Druhowie w sobotni wieczór wyjeżdżali do pożaru. Po akcji zaparkowali auta w remizie i zamknęli, tak jak zawsze.
- W niedzielę rano spotkaliśmy się znowu w rmizie, żeby ogarnąć samochody, powypisywać karty i zastaliśmy wyłamanę bramę, uszkodzoną prowadnicę. Zawsze jak się słyszało o włamaniu do jakiejś remizy to myśleliśmy, że to gdzieś się daleko wydarzyło, ale nas to nie dotyczy. Okazało się, że jednak nie - mówi Jan Ploch, prezes OSP Kadłub.
Strażacy z Kadłuba mają zainstalowany nowoczesny alarm, sprzężony z oświetleniem wewnątrz i na zewnątrz remizy, a także z syreną. W przypadku, gdy jedna z czujek wykryje ruch, poza alarmem wszyscy strażacy dostają także powiadomienia na telefon. Alarm jednak nie włączył się. Druhowie podejrzewają, że włamywaczy spłoszył przejeżdżający samochód lub jakiś mieszkaniec.

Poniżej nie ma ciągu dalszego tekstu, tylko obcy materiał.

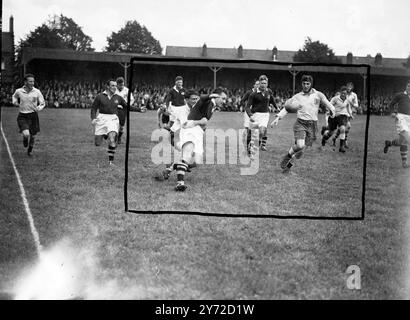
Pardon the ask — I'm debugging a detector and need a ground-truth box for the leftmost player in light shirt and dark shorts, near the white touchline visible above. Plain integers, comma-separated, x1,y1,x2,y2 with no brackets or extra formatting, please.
12,74,46,156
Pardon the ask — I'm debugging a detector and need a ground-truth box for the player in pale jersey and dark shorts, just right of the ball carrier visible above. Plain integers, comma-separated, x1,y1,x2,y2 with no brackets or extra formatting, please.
322,86,352,152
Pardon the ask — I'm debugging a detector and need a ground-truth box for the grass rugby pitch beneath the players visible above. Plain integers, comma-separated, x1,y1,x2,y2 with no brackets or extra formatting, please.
0,108,410,299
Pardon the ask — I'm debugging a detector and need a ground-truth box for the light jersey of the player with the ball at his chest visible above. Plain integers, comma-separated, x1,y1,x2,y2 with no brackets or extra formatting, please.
292,88,334,121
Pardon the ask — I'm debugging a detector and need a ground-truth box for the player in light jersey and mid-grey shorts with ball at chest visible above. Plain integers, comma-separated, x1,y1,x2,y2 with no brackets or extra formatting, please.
271,75,335,172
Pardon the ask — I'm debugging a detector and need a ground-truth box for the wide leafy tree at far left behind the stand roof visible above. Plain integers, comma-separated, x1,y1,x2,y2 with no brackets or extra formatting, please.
17,15,94,53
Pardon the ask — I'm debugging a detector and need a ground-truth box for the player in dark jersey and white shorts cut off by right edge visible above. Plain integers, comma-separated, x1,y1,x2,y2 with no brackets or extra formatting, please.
384,80,410,168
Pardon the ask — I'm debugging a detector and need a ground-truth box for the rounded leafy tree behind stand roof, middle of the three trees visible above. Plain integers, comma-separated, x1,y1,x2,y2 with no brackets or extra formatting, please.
105,20,162,54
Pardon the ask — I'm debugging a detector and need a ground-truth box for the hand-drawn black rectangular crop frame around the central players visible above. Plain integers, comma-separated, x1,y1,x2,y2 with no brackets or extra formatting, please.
124,56,371,221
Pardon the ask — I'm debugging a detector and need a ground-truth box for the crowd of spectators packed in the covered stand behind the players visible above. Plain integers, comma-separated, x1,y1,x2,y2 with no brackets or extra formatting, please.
0,80,400,115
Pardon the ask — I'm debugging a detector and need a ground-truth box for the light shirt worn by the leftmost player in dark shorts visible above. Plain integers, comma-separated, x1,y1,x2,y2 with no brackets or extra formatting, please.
12,86,46,113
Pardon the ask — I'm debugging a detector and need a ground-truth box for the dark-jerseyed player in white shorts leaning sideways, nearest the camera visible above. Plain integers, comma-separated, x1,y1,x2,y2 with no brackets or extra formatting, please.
175,88,227,191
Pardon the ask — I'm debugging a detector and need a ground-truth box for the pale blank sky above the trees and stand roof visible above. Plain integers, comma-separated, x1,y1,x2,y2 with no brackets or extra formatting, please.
3,0,410,58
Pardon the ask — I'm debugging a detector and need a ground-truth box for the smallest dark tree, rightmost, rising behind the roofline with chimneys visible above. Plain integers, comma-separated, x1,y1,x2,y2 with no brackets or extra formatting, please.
293,37,342,63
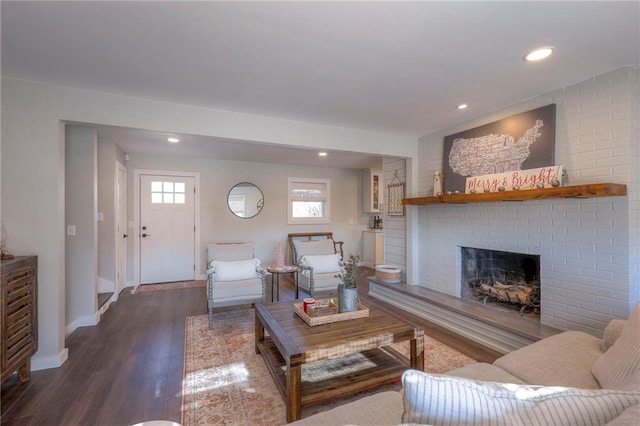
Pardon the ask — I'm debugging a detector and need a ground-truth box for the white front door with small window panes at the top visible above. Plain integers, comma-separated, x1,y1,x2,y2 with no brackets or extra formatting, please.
139,174,195,284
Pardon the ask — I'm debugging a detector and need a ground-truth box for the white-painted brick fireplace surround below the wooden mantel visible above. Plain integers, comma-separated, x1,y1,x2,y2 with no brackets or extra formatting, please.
418,191,628,335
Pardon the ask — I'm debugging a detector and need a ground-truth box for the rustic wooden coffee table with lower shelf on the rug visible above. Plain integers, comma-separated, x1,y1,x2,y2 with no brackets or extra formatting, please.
255,302,424,422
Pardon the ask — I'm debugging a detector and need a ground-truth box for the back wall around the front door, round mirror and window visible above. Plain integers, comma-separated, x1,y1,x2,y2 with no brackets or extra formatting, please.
127,153,369,277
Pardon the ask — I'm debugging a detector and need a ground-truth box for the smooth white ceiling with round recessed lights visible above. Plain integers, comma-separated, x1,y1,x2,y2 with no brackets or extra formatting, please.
0,1,640,167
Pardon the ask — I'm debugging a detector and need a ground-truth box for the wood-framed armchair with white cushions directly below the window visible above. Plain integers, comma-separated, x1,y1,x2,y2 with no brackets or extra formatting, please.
289,232,344,297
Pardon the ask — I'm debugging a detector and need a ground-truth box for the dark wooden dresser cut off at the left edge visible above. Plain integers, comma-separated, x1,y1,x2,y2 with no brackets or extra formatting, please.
0,256,38,382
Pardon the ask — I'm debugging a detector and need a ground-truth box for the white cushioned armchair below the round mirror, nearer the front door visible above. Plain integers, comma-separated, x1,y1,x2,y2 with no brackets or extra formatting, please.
207,242,266,327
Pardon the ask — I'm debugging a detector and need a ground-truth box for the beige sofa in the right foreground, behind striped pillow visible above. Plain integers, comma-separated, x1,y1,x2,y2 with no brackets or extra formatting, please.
291,304,640,426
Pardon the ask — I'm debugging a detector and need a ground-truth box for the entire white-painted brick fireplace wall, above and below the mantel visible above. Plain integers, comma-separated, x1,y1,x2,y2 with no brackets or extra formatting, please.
411,68,640,335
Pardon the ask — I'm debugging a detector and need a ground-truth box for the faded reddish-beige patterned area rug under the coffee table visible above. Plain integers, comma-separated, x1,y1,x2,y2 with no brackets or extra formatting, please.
182,309,476,426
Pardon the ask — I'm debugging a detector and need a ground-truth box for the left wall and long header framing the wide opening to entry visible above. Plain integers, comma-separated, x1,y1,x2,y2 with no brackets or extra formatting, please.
1,78,417,369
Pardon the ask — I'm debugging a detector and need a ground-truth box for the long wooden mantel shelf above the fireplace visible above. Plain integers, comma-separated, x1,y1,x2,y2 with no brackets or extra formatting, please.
402,183,627,205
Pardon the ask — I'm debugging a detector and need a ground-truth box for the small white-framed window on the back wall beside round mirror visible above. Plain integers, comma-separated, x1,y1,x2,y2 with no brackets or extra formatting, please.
288,178,331,224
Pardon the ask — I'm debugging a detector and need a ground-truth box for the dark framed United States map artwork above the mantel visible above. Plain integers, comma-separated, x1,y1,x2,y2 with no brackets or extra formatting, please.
443,104,556,192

- Ponadto nasza remiza jest w środku wsi, latarnie świecą tak, że jest tam jasno jak w dzień. Słyszeliśmy o włamaniach do remiz, ale to bardziej na uboczu, a tutaj? W centrum wsi? - zastanawia się prezes.
- Zniszczenia nie są duże. Najbardziej denerwuje fakt, że ktoś w ogóle miał sumienie to zrobić. Przecież ten sprzęt służy do ratowania mienia, zdrowia i życia ludzi. Jednostki są teraz coraz lepiej wyposażone w sprzęt, dlatego warto zaapelować do strażaków, by przejrzeli zabezpieczenia w swoich remizach - dodaje Jan Ploch.
Sprawę włamania do strażaków bada policja.